The mission of PA‘I Foundation is to preserve and perpetuate Native Hawaiian cultural traditions for future generations. Although I have my own hālau, it’s not about me serving my school of dance. It’s about serving the Native Hawaiian artists and cultural practitioners, our community, and the residents of Hawai‘i by creating opportunities for our artists to share their culture with the broader community, not just here but [also] abroad.
I started our own little PA‘I Arts and Cultural Center to [create a shared] space with other artists and cultural practitioners and to also offer resources, opportunities, and connections. [Through my work], I’ve been very fortunate to be introduced to people that I look up to, like Maria López De León, who is the president and CEO of the National Association of Latino Arts and Cultures, Lori Lea Pourier (Oglala Lakota), president and CEO of First Peoples Fund, and Carlton Turner, former executive director of Alternate ROOTS—other leaders who are heading arts and community organizations that serve people of color. We’ve had such a great time working with each other and forming a bond. I’ve learned so much from them, and from sharing our artists’ work with a broader community.

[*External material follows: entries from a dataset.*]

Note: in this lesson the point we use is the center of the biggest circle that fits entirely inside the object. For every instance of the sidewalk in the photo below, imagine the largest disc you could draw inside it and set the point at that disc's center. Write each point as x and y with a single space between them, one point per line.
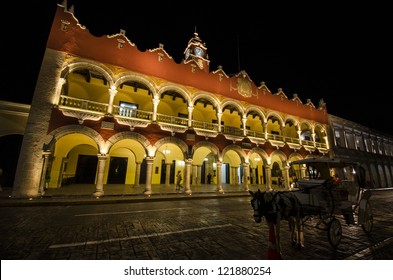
120 193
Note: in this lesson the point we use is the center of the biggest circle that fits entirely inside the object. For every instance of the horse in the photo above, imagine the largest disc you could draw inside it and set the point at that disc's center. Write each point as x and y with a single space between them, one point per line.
275 206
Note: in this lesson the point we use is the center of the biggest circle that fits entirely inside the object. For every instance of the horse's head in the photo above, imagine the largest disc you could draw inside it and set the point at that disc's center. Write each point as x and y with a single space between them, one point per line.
262 203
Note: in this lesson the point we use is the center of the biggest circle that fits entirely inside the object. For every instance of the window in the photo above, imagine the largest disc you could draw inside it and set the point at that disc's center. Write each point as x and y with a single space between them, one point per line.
127 109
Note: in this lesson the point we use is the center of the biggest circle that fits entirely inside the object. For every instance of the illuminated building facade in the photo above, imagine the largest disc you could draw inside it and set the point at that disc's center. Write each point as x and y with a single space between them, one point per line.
105 113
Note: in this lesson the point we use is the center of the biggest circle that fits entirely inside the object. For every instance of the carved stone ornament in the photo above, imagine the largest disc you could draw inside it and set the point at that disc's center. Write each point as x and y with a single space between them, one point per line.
244 87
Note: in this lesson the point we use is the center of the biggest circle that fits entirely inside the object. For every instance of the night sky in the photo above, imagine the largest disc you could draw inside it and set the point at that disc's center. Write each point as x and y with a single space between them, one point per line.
340 54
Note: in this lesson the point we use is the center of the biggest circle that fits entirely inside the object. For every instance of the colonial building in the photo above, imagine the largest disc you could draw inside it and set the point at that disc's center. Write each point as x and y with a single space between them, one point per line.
105 113
372 149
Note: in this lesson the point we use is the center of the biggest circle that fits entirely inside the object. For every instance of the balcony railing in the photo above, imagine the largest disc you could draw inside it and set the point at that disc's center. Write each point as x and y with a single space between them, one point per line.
132 113
161 118
205 125
82 104
146 116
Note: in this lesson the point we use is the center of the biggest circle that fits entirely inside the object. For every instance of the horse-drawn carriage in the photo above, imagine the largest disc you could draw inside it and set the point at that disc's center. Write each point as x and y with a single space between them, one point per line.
323 195
317 199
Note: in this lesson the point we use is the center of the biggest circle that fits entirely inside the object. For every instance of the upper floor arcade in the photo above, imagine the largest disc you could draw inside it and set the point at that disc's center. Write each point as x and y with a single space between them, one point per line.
90 91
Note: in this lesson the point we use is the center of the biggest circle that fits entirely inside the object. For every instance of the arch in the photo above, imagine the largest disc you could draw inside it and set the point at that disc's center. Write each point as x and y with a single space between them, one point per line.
256 109
273 115
171 87
237 149
227 102
75 129
87 64
205 144
172 140
130 76
207 96
129 135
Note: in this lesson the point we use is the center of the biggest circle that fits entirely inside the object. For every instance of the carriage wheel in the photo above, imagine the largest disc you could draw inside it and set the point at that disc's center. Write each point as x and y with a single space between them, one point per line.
368 219
334 232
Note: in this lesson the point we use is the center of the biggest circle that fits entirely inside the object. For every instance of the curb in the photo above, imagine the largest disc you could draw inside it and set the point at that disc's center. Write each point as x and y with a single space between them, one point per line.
107 199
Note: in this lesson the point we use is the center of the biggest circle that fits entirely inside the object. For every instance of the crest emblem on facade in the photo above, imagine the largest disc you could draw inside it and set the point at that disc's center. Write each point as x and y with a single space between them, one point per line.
244 86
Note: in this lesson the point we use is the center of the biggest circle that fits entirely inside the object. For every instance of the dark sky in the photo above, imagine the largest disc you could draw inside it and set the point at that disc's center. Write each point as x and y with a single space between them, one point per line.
340 54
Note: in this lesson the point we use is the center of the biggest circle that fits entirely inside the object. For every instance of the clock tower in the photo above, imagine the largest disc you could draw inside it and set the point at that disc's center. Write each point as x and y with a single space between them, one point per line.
195 53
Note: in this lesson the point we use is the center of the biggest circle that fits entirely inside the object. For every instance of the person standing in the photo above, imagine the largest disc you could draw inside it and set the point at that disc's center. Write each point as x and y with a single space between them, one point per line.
178 181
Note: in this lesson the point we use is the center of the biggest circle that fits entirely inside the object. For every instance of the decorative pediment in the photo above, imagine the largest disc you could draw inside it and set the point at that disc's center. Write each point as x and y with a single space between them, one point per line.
281 94
161 50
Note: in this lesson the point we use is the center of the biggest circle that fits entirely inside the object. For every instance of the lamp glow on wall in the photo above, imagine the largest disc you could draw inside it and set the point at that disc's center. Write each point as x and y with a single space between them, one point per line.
166 151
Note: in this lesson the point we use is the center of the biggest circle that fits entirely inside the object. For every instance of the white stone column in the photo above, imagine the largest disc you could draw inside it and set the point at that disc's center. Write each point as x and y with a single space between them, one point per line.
219 116
155 105
232 177
112 93
199 175
219 179
268 171
149 173
167 174
29 168
188 176
190 109
286 177
100 176
195 175
137 174
236 176
302 172
246 175
45 155
244 121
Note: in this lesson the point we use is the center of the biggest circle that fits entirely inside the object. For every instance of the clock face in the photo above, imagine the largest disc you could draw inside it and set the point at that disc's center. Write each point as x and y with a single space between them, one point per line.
198 51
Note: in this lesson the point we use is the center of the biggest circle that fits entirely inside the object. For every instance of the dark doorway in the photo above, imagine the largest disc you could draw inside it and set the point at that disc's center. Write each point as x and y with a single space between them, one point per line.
9 149
163 172
117 170
86 169
142 175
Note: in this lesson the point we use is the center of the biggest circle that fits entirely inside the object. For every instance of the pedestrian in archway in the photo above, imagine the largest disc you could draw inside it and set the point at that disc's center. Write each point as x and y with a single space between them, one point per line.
209 178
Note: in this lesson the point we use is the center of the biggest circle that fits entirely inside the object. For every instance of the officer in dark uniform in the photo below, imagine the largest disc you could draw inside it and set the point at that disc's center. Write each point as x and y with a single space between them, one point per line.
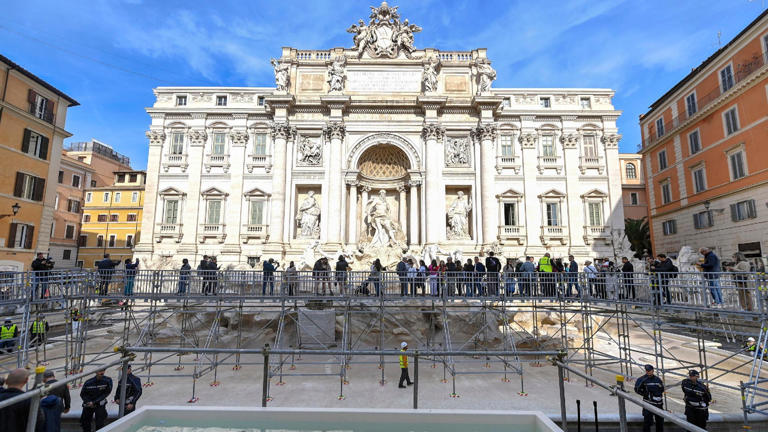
94 394
697 399
651 388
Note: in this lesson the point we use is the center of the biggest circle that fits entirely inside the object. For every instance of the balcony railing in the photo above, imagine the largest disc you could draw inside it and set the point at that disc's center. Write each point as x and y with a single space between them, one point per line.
743 71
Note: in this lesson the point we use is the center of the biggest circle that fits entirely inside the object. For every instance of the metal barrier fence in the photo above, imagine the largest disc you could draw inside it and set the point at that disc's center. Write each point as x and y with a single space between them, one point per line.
737 292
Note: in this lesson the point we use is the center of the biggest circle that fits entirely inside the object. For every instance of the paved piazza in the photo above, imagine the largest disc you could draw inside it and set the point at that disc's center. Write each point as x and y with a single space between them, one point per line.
379 150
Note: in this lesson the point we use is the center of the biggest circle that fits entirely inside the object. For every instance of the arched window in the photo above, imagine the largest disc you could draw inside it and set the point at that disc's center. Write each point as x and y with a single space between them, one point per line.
631 171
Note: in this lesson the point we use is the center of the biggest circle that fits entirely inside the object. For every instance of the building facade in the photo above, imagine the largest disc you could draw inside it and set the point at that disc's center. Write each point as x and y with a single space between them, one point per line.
112 219
68 210
376 151
705 156
33 117
633 186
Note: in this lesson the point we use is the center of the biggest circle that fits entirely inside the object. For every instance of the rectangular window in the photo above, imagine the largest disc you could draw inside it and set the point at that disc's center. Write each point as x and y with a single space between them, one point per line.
595 213
666 193
219 142
171 214
213 212
69 232
731 119
256 216
510 214
260 144
694 143
507 146
177 143
548 145
690 104
736 161
699 180
743 210
703 219
726 78
669 227
553 214
590 146
662 160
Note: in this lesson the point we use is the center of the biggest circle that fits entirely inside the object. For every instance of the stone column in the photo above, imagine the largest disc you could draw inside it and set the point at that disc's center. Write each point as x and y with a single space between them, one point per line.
334 132
485 134
433 134
352 216
413 208
280 133
402 218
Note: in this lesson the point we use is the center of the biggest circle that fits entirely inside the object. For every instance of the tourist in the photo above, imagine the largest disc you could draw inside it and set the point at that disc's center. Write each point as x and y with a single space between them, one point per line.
697 399
130 276
651 388
342 267
741 267
404 377
402 275
572 277
711 268
14 417
94 395
433 270
106 269
132 391
492 267
509 277
627 278
184 272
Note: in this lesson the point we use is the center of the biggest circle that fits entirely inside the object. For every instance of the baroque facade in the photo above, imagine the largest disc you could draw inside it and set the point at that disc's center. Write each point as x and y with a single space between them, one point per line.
379 150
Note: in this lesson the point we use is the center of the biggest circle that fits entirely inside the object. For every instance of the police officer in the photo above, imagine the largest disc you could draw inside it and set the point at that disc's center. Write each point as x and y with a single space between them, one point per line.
9 333
651 388
94 394
404 377
132 391
697 399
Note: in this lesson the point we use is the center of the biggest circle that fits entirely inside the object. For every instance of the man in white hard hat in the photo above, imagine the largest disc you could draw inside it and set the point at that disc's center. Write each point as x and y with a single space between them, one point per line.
404 377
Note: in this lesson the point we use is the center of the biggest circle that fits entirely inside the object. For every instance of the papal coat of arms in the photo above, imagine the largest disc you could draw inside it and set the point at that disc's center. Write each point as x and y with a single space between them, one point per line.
384 35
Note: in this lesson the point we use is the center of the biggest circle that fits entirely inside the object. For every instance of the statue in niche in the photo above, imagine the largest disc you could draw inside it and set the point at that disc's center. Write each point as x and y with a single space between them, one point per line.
429 79
337 74
485 76
458 218
308 217
378 220
457 152
309 152
282 79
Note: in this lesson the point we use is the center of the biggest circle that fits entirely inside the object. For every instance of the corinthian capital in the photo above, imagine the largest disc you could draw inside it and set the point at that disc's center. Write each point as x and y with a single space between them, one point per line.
433 131
156 137
611 141
484 132
334 130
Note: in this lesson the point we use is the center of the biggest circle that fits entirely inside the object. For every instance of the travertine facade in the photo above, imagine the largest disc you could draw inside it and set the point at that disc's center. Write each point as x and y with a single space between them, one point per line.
380 149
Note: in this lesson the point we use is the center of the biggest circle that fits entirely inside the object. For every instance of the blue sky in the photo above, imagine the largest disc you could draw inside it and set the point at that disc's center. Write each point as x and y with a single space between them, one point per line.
109 54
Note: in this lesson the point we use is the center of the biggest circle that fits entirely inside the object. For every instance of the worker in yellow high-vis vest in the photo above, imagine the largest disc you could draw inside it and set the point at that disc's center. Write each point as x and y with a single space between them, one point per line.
38 330
404 377
9 334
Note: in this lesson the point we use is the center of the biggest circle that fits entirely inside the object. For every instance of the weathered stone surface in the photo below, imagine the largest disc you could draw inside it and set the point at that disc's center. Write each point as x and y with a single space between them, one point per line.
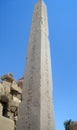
6 124
10 97
1 109
36 110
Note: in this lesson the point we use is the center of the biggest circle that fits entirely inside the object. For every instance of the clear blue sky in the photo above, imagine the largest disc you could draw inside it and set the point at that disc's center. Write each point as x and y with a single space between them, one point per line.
15 23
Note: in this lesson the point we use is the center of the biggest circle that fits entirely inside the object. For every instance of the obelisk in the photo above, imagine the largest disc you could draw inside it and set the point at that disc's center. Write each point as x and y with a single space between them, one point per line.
36 111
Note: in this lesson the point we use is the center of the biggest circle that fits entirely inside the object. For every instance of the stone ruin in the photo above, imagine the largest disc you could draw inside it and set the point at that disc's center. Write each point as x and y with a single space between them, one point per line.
10 96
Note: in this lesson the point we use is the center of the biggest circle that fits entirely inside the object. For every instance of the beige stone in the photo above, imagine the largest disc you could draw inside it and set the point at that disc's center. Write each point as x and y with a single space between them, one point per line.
36 111
6 124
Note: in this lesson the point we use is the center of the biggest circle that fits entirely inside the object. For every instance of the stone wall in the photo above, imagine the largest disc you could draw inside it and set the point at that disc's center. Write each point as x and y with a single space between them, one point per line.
10 98
6 124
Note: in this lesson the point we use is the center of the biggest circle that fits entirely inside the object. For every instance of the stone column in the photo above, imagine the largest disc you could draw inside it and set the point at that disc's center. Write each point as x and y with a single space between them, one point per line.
1 109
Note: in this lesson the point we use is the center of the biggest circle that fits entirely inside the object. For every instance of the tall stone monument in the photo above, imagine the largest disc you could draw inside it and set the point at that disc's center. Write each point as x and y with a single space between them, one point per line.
36 110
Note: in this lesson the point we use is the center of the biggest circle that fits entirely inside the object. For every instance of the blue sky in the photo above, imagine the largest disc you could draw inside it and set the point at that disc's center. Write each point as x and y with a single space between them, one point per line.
15 23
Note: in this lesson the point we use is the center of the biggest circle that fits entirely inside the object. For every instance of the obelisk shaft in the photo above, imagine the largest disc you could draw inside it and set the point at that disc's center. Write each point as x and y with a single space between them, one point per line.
36 110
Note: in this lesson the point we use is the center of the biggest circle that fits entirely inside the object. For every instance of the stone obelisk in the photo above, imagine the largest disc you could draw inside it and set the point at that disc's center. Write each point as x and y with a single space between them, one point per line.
36 110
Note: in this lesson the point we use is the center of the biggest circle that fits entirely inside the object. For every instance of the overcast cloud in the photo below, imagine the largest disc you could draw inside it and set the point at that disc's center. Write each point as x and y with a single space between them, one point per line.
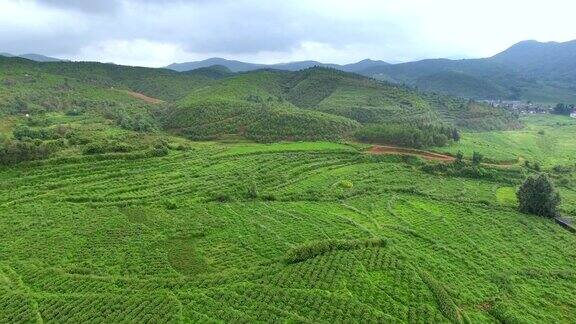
159 32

This pandemic has required all of us to shift to an online platform, and it’s brought us new audiences. It’s been really interesting to offer our space for workshops with some of our community artists. We’ve had people from Portugal and Japan and Mexico and New York, all across the world, join us on [virtual] workshops, where we would never have been able to host them [before]. The cost of coming to Hawai‘i for some people is really expensive, but people are eager to participate in those [virtual] workshops.
RESPECTING THE LAND AND CULTURE
Our culture is alive. Our culture is there. We still practice our traditional Hawaiian cultural practices. Artists are still creating. This is not an art form that is in the past, archived and put in a museum.
Some people still think we live in grass shacks. Sometimes the way our tourism industry portrays Hawaiians is not accurate, and I think that the tourists today are looking for authentic experiences. I think that’s what we as cultural practitioners can provide for visitors to our islands.
But the other thing is that we want to make sure that [tourists] understand that [the islands are] a shared resource. We’re happy to share our culture, but you have to give something back. I’m not talking about financially; I’m talking about how you take care of our islands. Just picking up the trash when you’re walking on the beach, or not throwing plastic in the ocean. Caring for our natural resources so that it’ll be there for the next generation is critical for us. Our islands are very fragile and we don’t have a lot of resources. The more tourists that come here, the more visitors that come, it gets overrun.
Our natural resources are being very heavily impacted. The amount of suntan oil that’s getting into the ocean is killing our reefs. Being a little bit more responsible in what you put on your body, what you dump in the ocean, what you throw in the trash or don’t throw in the trash, what you throw on the ground. Being responsible, that to me is a way of giving back. We’re happy for you to come and share your resources with our people, but please help us to take care of our natural and cultural resources when you’re visiting.
We depend on those natural resources for inspiration and for our adornment. It’s important that those resources will be there for the next generation, and a lot of our Hawaiian terminology connects us to the land. The term for land in Hawaiian is ‘āina. The root word for ‘āina is āi, meaning “food,” and ‘āina means “that which feeds us.” So, if we want to eat and we want to be fed then we need to take care of the ‘āina. If we don’t take care of the land, then the land cannot take care of us.